Genetic studies in OA have so far provided only a handful of robust signals, such as polymorphism at 7q22 (3,4), DIO2 (5) and GDF5 (6,7). Two of these are known to have some effect on the skeleton. DIO2, a selenoprotein that converts intracellular inactive thyroid hormone to its active form, regulates the growth plate through thyroid hormone. GDF5, a member of the TGFβ superfamily of signaling molecules, is involved in the development, maintenance, and repair of bone and cartilage. Additional functional studies are necessary to elucidate the underlying molecular pathways, which may provide clues on possible druggable targets and /or biomarkers that allow early preclinical diagnosis of disease in carriers of these risk alleles (8,9). Gene markers used to predict the trajectory of OA don't necessarily have to be polymorphisms. A session describing the role of epigenetics in common disease provided insights into how differences in epigenetic profiles of genes encoding proteinases, interleukins and growth factors may influence OA progression. Overall differences in gene expression or epigenetic profiles could be useful markers or diagnostic tools.

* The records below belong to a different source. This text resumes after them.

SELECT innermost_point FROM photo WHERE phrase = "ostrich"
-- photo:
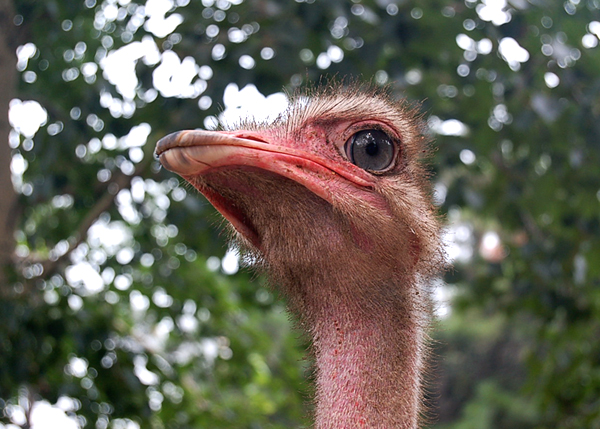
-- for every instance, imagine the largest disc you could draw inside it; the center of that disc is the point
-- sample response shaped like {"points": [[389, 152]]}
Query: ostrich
{"points": [[333, 200]]}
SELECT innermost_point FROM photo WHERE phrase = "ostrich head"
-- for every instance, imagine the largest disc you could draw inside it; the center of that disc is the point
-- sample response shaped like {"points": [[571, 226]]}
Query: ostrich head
{"points": [[333, 200]]}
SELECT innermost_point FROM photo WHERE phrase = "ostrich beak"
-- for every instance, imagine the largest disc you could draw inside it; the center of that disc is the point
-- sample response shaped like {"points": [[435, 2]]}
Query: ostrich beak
{"points": [[194, 153]]}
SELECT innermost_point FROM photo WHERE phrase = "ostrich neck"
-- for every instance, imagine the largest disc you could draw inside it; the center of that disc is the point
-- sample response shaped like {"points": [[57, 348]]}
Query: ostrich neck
{"points": [[368, 355]]}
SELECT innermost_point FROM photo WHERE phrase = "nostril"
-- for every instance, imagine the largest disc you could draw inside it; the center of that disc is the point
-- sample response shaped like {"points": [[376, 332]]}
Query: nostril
{"points": [[253, 137]]}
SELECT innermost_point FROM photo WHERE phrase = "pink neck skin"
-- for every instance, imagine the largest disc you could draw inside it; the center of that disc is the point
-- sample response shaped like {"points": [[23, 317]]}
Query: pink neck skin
{"points": [[368, 361]]}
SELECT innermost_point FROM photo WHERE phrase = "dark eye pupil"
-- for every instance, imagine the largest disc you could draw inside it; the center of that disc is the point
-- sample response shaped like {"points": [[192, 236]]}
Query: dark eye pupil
{"points": [[371, 150]]}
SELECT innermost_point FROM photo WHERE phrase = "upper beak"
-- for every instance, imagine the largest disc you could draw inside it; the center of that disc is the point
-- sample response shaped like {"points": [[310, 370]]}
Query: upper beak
{"points": [[196, 152]]}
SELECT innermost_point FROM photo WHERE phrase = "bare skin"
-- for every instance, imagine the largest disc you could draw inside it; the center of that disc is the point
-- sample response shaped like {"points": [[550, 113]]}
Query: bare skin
{"points": [[349, 239]]}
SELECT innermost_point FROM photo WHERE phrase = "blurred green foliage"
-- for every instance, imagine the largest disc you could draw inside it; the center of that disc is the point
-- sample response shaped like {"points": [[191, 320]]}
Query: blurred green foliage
{"points": [[171, 340]]}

More candidate genes and polymorphisms are expected as ongoing GWAS studies reach completion (10). Each gene can potentially confer allelic heterogeneity (common and rare pathogenic variants), with rare genetic variants potentially having stronger and possibly distinctive effects on phenotype, and therefore offering greater potential for intervention. Identifying robust polymorphisms associated with OA won't provide a complete story. Many SNPs likely reside outside genes, may not be disease specific, nor be relevant to transcripts expressed in joints. Also, associated SNPs may reside inside genes whose function is not yet understood. Thus, functional studies are critical. Functional genomic pipelines will elucidate molecular pathway underlying OA etiology and thus facilitate the discovery of therapeutic targets. Functional genomic approaches will also provide insight into the molecular background of these OA susceptibility loci and hopefully uncover disease mechanisms. Lastly, genetic contributions to the formation of joint shape may add to information provided by functional genetic approaches.

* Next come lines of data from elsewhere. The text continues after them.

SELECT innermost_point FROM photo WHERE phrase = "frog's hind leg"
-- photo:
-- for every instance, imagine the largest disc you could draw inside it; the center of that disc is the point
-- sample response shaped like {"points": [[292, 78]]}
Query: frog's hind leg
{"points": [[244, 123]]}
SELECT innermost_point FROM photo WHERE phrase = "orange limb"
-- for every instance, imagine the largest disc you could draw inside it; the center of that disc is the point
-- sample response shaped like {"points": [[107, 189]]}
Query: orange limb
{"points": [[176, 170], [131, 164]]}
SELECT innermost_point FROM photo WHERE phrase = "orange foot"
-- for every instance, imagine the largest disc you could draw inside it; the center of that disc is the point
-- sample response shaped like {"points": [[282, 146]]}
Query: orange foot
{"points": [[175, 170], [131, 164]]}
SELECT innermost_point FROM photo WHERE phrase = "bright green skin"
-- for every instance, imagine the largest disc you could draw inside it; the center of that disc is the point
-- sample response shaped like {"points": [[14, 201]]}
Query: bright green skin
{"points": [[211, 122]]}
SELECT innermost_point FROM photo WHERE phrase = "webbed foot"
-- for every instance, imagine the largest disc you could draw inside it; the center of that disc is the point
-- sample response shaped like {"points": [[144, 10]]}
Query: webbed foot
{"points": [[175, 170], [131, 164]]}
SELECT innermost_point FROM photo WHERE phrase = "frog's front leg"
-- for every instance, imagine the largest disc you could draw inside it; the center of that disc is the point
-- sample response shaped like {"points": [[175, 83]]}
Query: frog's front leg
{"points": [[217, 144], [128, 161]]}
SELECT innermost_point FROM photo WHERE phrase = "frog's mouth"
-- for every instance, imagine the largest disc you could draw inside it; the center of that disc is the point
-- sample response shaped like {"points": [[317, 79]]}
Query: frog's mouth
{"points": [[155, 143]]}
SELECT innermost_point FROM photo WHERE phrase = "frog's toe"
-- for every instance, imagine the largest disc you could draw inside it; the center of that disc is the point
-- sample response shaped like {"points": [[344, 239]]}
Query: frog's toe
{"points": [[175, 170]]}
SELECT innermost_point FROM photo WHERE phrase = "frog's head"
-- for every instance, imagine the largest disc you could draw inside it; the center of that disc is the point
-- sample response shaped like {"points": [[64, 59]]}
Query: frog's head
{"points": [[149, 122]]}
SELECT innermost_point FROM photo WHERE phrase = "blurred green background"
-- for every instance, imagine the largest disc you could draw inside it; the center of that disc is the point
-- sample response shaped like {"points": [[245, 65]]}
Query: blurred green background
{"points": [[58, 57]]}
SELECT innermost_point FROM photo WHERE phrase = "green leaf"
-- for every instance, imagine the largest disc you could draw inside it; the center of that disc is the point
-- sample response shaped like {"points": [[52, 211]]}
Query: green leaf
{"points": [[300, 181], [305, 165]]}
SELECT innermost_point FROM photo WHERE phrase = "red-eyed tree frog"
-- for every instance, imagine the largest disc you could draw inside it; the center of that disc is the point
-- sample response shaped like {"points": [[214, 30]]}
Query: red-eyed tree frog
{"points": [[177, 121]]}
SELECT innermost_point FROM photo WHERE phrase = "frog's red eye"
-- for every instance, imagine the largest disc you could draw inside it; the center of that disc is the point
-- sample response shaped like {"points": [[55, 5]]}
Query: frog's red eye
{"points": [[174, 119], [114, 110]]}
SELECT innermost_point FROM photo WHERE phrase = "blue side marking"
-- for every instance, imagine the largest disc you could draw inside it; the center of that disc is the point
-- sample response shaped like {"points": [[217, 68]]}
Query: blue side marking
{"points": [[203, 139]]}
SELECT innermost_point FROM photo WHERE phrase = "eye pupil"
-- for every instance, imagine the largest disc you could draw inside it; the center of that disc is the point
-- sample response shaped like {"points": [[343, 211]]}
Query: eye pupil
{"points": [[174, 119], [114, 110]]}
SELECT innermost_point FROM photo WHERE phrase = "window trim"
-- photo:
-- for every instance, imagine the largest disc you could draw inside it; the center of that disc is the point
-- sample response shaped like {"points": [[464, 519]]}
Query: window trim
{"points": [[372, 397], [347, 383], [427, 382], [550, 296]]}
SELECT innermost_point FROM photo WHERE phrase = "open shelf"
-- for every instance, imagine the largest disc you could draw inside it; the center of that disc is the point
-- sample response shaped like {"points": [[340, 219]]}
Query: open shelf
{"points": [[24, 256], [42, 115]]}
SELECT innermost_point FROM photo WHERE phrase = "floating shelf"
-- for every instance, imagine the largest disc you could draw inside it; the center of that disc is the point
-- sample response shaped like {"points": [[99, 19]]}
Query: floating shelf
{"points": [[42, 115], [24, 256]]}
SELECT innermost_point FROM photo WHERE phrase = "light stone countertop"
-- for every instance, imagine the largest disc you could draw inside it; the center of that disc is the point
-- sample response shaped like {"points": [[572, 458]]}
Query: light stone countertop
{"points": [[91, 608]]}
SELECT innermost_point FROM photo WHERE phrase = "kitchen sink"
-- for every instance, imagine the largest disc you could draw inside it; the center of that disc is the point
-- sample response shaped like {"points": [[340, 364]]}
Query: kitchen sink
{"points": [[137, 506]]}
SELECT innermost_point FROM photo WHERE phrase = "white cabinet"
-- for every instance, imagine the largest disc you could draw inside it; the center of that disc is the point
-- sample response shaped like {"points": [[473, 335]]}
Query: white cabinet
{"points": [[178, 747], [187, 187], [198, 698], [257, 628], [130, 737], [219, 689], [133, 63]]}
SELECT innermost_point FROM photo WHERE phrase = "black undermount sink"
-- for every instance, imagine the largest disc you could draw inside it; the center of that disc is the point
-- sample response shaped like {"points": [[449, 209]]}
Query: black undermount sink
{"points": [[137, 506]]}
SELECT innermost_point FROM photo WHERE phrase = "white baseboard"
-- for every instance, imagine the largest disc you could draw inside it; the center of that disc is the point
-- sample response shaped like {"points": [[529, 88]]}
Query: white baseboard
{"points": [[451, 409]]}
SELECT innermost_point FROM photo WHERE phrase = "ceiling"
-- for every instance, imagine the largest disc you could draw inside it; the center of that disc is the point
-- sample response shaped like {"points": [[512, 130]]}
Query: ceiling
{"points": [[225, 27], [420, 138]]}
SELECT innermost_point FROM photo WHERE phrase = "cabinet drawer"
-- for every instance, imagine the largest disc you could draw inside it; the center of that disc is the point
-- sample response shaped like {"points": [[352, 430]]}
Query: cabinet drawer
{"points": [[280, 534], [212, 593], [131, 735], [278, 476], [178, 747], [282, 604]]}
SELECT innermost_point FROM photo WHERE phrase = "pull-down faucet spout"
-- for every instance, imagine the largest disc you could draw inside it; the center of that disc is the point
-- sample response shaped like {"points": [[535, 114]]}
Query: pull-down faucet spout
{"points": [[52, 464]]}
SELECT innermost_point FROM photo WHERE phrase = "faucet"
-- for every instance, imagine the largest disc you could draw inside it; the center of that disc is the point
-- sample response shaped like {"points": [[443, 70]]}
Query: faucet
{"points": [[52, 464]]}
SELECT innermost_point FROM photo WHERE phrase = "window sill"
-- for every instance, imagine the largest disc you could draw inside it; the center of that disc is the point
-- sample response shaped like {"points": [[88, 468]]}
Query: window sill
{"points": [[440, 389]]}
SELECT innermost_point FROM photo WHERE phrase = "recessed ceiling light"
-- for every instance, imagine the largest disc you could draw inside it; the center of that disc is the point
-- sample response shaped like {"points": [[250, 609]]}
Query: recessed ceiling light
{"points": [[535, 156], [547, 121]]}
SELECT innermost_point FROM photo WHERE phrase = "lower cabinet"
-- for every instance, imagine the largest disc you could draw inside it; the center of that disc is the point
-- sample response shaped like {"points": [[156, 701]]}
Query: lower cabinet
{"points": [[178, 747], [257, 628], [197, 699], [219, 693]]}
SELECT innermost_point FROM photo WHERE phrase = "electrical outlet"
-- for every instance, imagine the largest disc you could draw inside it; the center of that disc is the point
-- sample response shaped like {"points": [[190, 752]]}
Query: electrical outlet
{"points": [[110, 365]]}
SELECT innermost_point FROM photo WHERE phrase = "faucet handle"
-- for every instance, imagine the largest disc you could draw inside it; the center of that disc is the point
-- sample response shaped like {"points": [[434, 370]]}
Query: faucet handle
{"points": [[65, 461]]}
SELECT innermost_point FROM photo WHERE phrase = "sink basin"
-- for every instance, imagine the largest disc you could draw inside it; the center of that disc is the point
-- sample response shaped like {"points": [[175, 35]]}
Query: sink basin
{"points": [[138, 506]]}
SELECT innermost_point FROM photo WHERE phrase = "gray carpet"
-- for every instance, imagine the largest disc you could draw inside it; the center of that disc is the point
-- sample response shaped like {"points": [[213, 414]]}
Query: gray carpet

Challenges (The next step forward)
Data presented at the workshop showed progress in robust candidate genes, such as GDF5, and reinforced the need to understand the complex interplay between genetic and environmental causes of OA. To date, too few signals reach genome-wide significance whilst even fewer show compelling association across ethnic groups. Current OA susceptibility alleles are also not providing enhanced risk prediction when combined with conventional risk factors such as age, gender and BMI. The elucidation of underlying pathways can supply such information as will collecting more data relevant to genetics, clinical features, and environmental risk factors. These new data will allow for complete analyses of OA associated genetic variants.

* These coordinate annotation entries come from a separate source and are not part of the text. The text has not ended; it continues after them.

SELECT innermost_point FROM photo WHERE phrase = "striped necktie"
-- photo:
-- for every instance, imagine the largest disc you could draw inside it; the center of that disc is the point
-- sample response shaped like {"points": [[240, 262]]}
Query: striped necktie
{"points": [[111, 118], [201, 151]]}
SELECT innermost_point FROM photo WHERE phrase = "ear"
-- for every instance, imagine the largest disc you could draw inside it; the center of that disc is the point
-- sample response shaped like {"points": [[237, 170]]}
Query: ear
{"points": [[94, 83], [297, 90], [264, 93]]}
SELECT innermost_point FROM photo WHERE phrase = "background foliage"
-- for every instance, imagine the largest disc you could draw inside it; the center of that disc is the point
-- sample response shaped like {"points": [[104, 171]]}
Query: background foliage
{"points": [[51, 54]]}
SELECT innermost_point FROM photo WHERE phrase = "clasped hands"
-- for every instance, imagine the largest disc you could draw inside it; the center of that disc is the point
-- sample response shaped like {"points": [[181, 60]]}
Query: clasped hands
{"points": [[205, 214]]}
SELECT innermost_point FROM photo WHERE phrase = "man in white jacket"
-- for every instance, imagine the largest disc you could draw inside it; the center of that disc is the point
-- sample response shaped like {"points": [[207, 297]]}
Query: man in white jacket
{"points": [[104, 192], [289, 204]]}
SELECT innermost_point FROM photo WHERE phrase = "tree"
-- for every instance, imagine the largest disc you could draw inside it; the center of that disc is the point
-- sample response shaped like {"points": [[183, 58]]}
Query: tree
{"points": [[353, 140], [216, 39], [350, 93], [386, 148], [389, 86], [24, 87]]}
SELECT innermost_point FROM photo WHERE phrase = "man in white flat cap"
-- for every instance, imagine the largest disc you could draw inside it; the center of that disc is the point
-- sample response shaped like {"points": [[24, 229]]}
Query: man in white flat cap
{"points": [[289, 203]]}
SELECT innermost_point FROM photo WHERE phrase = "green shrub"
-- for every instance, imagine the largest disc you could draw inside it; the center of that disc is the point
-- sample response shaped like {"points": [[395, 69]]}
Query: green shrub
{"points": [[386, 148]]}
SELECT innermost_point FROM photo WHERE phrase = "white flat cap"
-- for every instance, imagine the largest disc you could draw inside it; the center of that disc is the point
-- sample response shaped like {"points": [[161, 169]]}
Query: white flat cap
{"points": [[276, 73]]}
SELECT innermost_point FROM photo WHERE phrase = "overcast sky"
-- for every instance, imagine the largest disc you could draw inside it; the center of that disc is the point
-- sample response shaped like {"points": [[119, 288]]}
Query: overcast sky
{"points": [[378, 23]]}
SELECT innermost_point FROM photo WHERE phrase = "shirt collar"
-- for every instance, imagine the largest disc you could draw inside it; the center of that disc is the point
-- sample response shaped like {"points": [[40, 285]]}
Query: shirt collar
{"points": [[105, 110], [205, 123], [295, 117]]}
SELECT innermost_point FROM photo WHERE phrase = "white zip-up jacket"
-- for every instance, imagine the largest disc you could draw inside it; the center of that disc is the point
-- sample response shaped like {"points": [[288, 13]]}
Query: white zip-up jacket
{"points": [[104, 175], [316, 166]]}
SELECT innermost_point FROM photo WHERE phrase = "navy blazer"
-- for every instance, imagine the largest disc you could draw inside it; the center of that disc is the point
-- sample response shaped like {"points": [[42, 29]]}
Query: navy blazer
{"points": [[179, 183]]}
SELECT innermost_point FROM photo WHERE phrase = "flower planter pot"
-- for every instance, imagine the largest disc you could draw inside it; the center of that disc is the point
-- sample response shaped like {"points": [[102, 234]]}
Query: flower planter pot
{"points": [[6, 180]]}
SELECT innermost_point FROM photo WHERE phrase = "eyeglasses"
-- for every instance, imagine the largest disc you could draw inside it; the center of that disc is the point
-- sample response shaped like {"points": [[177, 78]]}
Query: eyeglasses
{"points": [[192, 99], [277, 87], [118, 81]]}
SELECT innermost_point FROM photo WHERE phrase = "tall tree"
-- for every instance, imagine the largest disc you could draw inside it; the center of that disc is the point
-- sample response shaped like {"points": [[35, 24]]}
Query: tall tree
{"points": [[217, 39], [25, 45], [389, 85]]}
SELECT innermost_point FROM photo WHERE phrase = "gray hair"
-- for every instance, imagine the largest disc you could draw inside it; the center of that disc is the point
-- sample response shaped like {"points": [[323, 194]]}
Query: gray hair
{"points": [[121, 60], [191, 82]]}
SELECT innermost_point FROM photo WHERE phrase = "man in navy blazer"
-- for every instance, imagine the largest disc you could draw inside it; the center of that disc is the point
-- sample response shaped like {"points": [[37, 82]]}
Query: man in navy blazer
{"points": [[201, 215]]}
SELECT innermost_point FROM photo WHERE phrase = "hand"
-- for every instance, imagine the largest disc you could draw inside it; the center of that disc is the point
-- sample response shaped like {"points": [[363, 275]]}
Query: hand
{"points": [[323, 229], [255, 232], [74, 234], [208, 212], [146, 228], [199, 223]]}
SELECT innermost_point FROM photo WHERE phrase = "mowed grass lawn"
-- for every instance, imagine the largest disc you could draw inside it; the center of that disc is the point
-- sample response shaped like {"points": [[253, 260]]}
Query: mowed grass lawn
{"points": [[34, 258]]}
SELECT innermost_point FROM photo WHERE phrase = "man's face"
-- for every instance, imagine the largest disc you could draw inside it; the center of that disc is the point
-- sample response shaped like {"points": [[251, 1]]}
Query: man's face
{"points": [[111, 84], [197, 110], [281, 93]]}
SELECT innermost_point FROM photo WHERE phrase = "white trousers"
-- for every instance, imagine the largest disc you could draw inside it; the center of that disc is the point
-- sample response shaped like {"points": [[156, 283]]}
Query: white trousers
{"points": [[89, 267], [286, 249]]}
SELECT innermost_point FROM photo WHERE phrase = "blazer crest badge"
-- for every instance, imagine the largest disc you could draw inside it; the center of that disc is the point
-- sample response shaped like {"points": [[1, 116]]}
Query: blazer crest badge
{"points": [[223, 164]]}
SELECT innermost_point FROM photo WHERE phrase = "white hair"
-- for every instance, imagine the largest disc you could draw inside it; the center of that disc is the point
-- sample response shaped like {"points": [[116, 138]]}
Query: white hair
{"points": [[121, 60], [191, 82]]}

The field of complex trait genetics is moving towards determining the role of low frequency and rare variants. The 1000 Genomes Project (11) and the UK10K Project can provide OA studies with additional DNA variants to test whilst the emphasis must remain on large sample sizes to allow study replication and to also provide stratified analyses to both increase and specify attributable risk. Such second generation sequencing efforts aim to uncover rare genetic changes in tens of thousands of people across the globe.
Challenges remain in many areas; such as gene-environment interactions that are rarely captured in gene association studies and which complicate clinical utility. Furthermore, a large part of heritability remains unexplained. Deep sequencing (whole genome, exome, and RNA-sequencing) may uncover additional rare genetic variation specific to OA susceptibility and may fill-in some of the heritability gap. Also, biochemical markers or markers that denote joint shape are needed to provide quantitative phenotyping for genome-wide analyses of OA endophenotypes.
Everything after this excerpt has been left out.